Erlebnisse wie diese machen es Karina Kopietz, die bei Leoni in der Produktion angefangen hat und vor neun Jahren ins Büro wechselte, umso schwerer, die Tatsache zu akzeptieren, dass spätestens zum Jahresende die Tore bei Leoni geschlossen sein werden. "Noch kennen wir den Sozialplan nicht", sagt sie, aber als alleinstehende, kinderlose Mitarbeiterin fürchtet sie, bei den ersten Kündigungen dabei zu sein.

Dennoch hat sie noch nicht begonnen, sich nach einer neuen Stelle umzusehen. "Ich weiß, dass ich das irgendwann muss", gibt sie zu, "aber ich möchte der Firma - wenn es möglich ist - bis zum letzten Tag die Treue halten. Ich bin hier emotional gebunden - und das geht nicht nur mir so!" Die Kollegen machen sich untereinander immer wieder Mut. "Wir versuchen, das Beste daraus zu machen und unterstützen uns gegenseitig, noch mehr als vorher", berichtet sie über den Zusammenhalt in der Belegschaft.

Und dieses Miteinander sei von Anfang an da gewesen, sagt die Leoni-Mitarbeiterin weiter. "Ich bin Migränepatientin und habe von meinen Kollegen nie ein abfälliges oder böses Wort gehört, wenn ich deshalb ausgefallen bin. Ganz im Gegenteil. Die Mitarbeiter haben mich eher nach Hause geschickt, wenn sie mir die Schmerzen ansahen, als sich darüber zu beklagen, dass ich ausfiel."

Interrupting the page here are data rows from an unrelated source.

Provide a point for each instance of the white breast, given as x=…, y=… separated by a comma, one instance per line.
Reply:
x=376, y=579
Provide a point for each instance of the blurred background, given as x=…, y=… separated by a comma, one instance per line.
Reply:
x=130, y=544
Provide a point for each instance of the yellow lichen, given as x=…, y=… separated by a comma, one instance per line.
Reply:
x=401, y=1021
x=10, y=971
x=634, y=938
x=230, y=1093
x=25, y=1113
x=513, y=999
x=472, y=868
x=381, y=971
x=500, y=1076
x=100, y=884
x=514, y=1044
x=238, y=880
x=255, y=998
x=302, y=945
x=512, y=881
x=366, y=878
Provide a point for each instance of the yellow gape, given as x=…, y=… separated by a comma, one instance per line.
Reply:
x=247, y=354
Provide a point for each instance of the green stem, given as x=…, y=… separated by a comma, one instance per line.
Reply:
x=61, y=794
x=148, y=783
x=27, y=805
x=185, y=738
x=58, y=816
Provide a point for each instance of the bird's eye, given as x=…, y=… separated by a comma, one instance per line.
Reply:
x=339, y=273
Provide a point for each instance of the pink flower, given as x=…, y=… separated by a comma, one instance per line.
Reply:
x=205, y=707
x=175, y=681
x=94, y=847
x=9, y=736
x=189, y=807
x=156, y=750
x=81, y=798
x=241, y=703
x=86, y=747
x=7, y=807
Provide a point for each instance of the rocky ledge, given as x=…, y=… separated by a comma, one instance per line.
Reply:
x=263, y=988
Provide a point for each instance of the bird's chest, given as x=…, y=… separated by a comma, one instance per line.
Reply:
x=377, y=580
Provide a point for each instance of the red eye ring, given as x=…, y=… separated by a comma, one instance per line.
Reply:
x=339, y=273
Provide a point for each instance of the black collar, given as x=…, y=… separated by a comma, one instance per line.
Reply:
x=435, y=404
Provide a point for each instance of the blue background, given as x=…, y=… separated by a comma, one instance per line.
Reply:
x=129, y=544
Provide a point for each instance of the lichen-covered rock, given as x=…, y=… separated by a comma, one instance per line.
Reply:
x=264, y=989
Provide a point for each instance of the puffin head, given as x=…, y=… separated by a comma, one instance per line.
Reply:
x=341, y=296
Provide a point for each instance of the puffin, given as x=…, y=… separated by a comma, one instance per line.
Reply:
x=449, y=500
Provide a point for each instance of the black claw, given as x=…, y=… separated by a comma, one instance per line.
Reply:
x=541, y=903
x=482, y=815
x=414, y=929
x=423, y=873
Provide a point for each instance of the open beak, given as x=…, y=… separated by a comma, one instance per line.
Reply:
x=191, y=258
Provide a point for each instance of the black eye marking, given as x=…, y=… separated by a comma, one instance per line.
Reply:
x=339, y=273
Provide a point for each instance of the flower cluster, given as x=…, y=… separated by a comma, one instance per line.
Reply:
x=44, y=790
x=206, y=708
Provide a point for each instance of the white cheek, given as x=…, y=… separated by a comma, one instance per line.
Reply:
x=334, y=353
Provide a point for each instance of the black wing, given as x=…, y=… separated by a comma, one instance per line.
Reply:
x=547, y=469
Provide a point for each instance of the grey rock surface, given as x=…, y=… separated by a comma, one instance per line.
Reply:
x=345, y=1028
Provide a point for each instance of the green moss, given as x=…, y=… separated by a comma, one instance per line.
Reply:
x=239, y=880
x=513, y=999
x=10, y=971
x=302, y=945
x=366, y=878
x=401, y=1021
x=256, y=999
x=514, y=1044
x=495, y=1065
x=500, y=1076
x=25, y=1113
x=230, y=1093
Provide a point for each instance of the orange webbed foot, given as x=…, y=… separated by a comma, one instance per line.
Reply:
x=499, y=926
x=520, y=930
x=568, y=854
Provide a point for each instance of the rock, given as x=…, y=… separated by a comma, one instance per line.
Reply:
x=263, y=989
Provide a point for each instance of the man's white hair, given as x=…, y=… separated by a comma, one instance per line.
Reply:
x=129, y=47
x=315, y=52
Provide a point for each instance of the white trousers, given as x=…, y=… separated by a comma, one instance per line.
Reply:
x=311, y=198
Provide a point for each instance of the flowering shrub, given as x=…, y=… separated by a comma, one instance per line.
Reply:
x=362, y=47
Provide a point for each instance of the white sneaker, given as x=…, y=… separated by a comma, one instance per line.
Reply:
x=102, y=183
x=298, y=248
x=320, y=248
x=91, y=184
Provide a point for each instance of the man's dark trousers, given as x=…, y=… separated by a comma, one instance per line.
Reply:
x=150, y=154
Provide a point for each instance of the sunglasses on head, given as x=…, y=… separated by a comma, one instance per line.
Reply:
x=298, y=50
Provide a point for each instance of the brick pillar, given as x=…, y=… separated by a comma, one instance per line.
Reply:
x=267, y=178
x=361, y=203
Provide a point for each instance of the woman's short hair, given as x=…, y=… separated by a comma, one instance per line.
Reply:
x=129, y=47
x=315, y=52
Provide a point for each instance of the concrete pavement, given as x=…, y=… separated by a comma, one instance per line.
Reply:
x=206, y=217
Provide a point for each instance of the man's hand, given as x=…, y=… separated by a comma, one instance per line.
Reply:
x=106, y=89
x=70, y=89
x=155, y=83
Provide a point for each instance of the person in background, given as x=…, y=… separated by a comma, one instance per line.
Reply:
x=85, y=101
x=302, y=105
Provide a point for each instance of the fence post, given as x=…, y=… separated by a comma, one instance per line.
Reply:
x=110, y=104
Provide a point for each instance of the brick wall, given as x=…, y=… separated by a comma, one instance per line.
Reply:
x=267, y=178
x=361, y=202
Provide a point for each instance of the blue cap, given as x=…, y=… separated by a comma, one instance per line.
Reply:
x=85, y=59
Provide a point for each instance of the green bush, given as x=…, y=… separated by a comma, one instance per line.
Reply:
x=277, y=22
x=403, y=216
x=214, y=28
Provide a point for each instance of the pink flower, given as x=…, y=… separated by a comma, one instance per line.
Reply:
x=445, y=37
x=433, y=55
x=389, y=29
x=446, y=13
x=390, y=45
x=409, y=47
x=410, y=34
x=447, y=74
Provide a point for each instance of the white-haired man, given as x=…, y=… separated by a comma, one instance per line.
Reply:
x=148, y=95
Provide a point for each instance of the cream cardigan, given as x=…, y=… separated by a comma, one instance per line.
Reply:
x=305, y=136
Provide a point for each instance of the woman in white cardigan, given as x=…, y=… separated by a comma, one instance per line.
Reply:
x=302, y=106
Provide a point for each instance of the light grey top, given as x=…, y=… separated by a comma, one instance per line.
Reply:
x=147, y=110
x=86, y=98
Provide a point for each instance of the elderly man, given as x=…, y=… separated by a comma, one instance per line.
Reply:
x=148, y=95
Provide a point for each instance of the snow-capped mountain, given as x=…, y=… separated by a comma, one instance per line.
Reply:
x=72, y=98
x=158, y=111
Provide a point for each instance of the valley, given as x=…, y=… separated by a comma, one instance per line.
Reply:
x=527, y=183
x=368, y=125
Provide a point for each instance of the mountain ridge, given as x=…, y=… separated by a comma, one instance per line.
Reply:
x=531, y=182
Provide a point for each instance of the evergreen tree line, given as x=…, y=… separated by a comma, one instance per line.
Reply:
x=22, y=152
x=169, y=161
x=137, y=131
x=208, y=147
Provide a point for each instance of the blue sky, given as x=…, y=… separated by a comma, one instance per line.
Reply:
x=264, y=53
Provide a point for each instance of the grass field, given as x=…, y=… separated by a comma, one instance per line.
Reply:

Die 40-Jährige erzählt weiter davon, wie sie die Schließung des Werks empfunden habe: "Die letzten Jahre mit Kurzarbeit waren schon schwierig - aber wir haben gekämpft. Dann bekamen wir die Info, dass es die nächsten drei Monate keine Kurzarbeit geben würde." Die Erleichterung hielt aber nicht lange an, denn noch während dieses Vierteljahres fiel die endgültige Entscheidung über die Schließung. "Wir wussten ja alle, dass es nicht gut läuft - aber das war krass", erinnert sich Karina Kopietz rückblickend. "Wir alle wissen, dass es nicht Dr. Schmiders Idee war, das Werk zu schließen und dass auch ihm diese Entscheidung sehr, sehr schwer gefallen ist. Das sah man ihm bei der Versammlung am 27. Juni deutlich an und genau deshalb möchte ich ihm - auch in aller Öffentlichkeit - dafür danken, dass er immer für die Belegschaft da war." Auch jetzt habe der Geschäftsführer noch immer ein offenes Ohr für alle, so Kopietz. "Er hat sogar bei anderen Halveraner Betrieben wegen einer Übernahme seiner Leoni-Mannschaft nachgefragt." Ein kleiner Hoffnungsschimmer für sie und ihre Kollegen, vielleicht einen Arbeitsplatz zu finden, bei dem sie sich ebenso aufgehoben fühlen, wie an ihrer alten Wirkungsstätte.